Olivia peeked at what Helen was reading and instantly regretted it. The diagrams gave her a headache. How could the family business come so easily to her brother and sister? Sure, she wasn’t expected to know much about carriages or how the company was run, but she saw how it brought the two of them together. And with Ruby spending all her time with Mr. Barton lately . . . She couldn’t imagine what Ruby and Harrison Barton had in common beyond a few acquaintances. Surely she’d grow bored of him any day now. Olivia didn’t like shopping, but she missed the hours she and Ruby usually spent together. With the exception of a few Tremaine family trips, they hadn’t gone more than two days without seeing each other in years.
She longed to have someone to share the little things, someone to laugh and grow with. Jacob Lawrence and his slow smile popped into her head.
“Why does your face look like that?” Helen had closed her book and was staring at her.
Olivia pressed her hand to her face. “Like what?”

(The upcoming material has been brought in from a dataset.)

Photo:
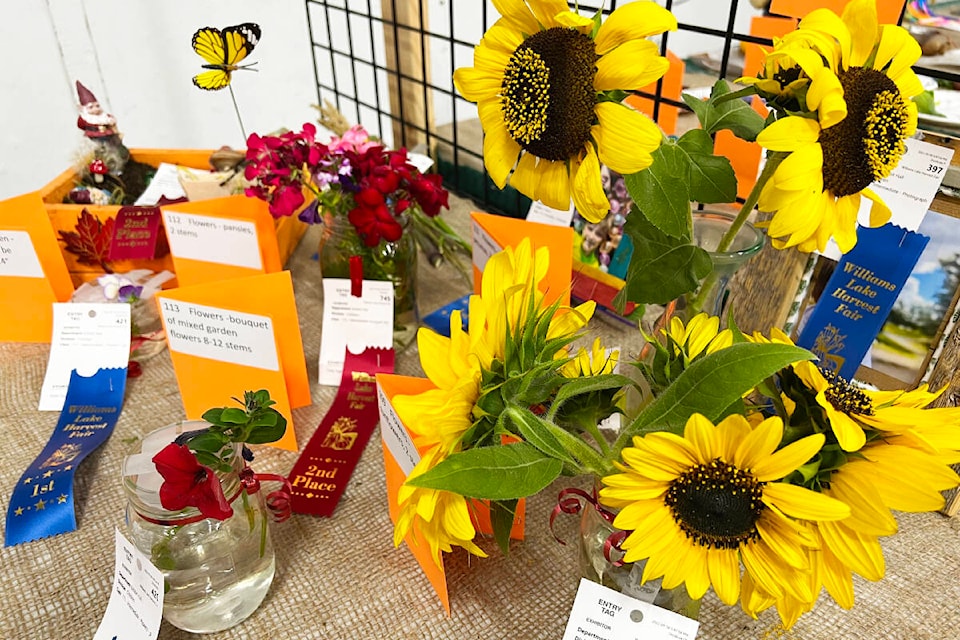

Helen sighed and stared over Olivia’s shoulder, her eyes unfocused and a grin spreading across her face. “That. You get a lost-in-a-daydream look on your face. It’s Mr. Lawrence, isn’t it?” She pulled at her clothing, a stubborn set to her chin. “I don’t understand the point of tea and social calls. Don’t you ever get tired of walking around and talking? What do you do with your hands? And are these,” Helen said, prying at the edge of her corset, “necessary?”
Olivia considered her words carefully, her smile widening. Helen had never asked questions about courting. She sat up straighter and pitched her voice low. “I keep my hands to myself, naturally,” she said. “There will come a time when you meet someone who makes even the mundane things seem magical.”
“And is that what it feels like? Magical?”
Olivia pressed a hand to her stomach and thought about the fluttery feeling she had around Jacob Lawrence. She thought about their conversations and how they moved from lighthearted teasing to more serious observations. “Sometimes it can be.”
Helen rolled her eyes and opened her book. “If you say so,” she grumbled.
Olivia laughed then and stood. “Aren’t you coming?”
Helen gave her a horrified glare. “And forfeit the perfect hiding spot? Absolutely not.”
Olivia’s stomach tightened when she remembered she had hidden a copy of the Jim Crow laws in her bookcase. But Helen wouldn’t go through her things. She’s already buried in her book. Olivia adjusted the skirts of her simple day dress. Her mother had fussed at breakfast, but she didn’t see the point in dressing to recline in a drawing room all day when the process would have to be repeated for Mr. Lawrence’s attendance at dinner that evening. She took the stairs quickly in bare feet, having left her soft slippers under the couch upstairs. The polished wood floors were cool under her soles. The closed door to her father’s study swung open. Olivia stumbled to a stop. In the doorway, an unexpected visitor stood, smile hiding a fleeting, guilty look.